Chambliss Is First Senator to Explain Bailout Vote in TV Ad

Posted October 7, 2008 at 1:19pm

Facing a tougher than expected challenge from a Democratic upstart, former state Rep. Jim Martin, Sen. Saxby Chambliss (R-Ga.) Tuesday began airing a new television ad aimed at explaining his support for a $700 billion economic stabilization package that was opposed by the state’s House delegation and much of the public.

Chambliss appears to be the first Senator to put out an ad explaining his vote on the bill, joining a small number of House Members — including Georgia Democratic Rep. Jim Marshall — who have felt compelled to release ads on the issue.

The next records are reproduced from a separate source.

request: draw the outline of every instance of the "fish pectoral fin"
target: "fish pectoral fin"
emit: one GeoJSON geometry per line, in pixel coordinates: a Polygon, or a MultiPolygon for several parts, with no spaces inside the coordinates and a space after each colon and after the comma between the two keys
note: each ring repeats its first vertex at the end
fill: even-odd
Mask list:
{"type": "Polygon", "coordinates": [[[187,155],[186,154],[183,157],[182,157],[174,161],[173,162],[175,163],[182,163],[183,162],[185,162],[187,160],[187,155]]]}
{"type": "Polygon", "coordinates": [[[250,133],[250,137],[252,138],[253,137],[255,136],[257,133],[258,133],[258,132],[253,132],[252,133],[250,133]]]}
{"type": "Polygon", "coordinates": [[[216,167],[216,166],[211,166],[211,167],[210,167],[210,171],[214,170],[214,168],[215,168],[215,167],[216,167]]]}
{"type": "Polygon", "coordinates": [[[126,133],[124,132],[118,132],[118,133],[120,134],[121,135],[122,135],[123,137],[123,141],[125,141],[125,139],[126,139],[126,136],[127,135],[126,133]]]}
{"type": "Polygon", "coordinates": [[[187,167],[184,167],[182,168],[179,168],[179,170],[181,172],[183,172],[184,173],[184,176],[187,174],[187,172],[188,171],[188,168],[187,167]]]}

In the 30-second ad — which began running in Atlanta on Tuesday and will run statewide starting Wednesday — Chambliss argues that, “Businesses are failing, Georgians are losing their jobs, their homes, their retirements and their life savings. Congress had to act. I’m as mad as you are about what happened, but doing nothing would have been a disaster. The rescue bill is a strong bipartisan effort to fix the economy and to protect your financial future.”

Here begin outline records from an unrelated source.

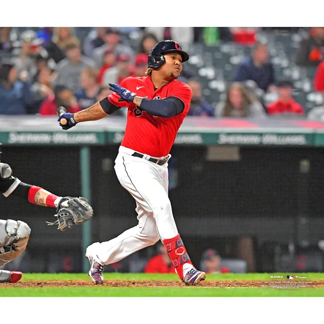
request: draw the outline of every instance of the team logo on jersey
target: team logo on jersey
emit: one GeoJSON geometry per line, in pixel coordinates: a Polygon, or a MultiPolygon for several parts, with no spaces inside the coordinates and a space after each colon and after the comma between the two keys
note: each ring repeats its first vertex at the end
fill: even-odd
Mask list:
{"type": "Polygon", "coordinates": [[[134,110],[134,114],[136,116],[136,117],[139,117],[141,116],[143,114],[143,110],[141,110],[139,107],[138,106],[136,106],[136,108],[134,110]]]}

He then wraps up the ad with a new twist on the standard “I approved this message” language, saying, “I’m Saxby Chambliss, and I approve this message because I know in my heart this legislation is good for all Georgia families.”

Chambliss spokeswoman Michelle Grasso said the first-term Republican felt it was important to explain to voters why he voted for the bill. The economic crisis is an issue “where the people of Georgia deserve to hear directly from their Senator,” Grasso said, adding that “as more people feel the credit crunch, more people are starting to understand” why Chambliss felt compelled to vote for the measure.

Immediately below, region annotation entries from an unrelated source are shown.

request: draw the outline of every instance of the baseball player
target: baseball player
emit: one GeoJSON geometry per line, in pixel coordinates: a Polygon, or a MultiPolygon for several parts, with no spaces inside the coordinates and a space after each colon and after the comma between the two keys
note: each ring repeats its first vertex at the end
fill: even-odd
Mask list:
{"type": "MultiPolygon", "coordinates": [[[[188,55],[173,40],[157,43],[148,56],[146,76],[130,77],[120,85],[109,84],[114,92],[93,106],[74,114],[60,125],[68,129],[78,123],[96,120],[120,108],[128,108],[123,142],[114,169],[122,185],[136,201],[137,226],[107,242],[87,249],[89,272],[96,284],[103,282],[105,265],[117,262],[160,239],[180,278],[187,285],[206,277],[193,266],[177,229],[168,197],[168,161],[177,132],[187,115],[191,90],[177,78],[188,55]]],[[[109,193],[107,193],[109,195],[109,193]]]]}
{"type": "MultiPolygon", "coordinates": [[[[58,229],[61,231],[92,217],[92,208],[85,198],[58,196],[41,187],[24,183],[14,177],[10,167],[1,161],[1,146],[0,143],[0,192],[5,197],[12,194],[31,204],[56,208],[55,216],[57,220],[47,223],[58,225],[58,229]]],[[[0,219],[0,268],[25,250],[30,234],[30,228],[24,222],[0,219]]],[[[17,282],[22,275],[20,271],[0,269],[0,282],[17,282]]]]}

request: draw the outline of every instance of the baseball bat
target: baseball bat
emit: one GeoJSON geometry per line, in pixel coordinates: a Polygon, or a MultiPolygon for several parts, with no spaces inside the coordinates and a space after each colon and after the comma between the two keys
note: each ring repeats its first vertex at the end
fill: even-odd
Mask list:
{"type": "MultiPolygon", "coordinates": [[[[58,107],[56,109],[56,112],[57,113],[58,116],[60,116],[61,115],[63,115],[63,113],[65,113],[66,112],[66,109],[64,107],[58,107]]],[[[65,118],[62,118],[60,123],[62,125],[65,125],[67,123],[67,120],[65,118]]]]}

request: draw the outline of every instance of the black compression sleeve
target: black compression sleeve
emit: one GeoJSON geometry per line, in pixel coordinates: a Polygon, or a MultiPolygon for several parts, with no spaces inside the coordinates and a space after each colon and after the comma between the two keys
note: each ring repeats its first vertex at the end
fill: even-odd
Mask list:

Following the Senate’s vote on the bill last week, Martin’s campaign released a statement slamming Chambliss’ vote for the bill, calling it “classic Saxby Economics — $700 billion for Wall Street, while Georgia families get stuck with the bill. That’s just wrong.”

Despite the state’s heavy Republican leanings in recent years, Democrats have become increasingly excited about Martin’s prospects. With Sen. Barack Obama’s (D-Ill.) presidential campaign continuing to press on in Georgia and Martin’s polling numbers improving, Democratic officials appear to hold out hope that despite still being the underdog — and the electoral clock quickly counting down to Election Day — he may be able to pull off an upset.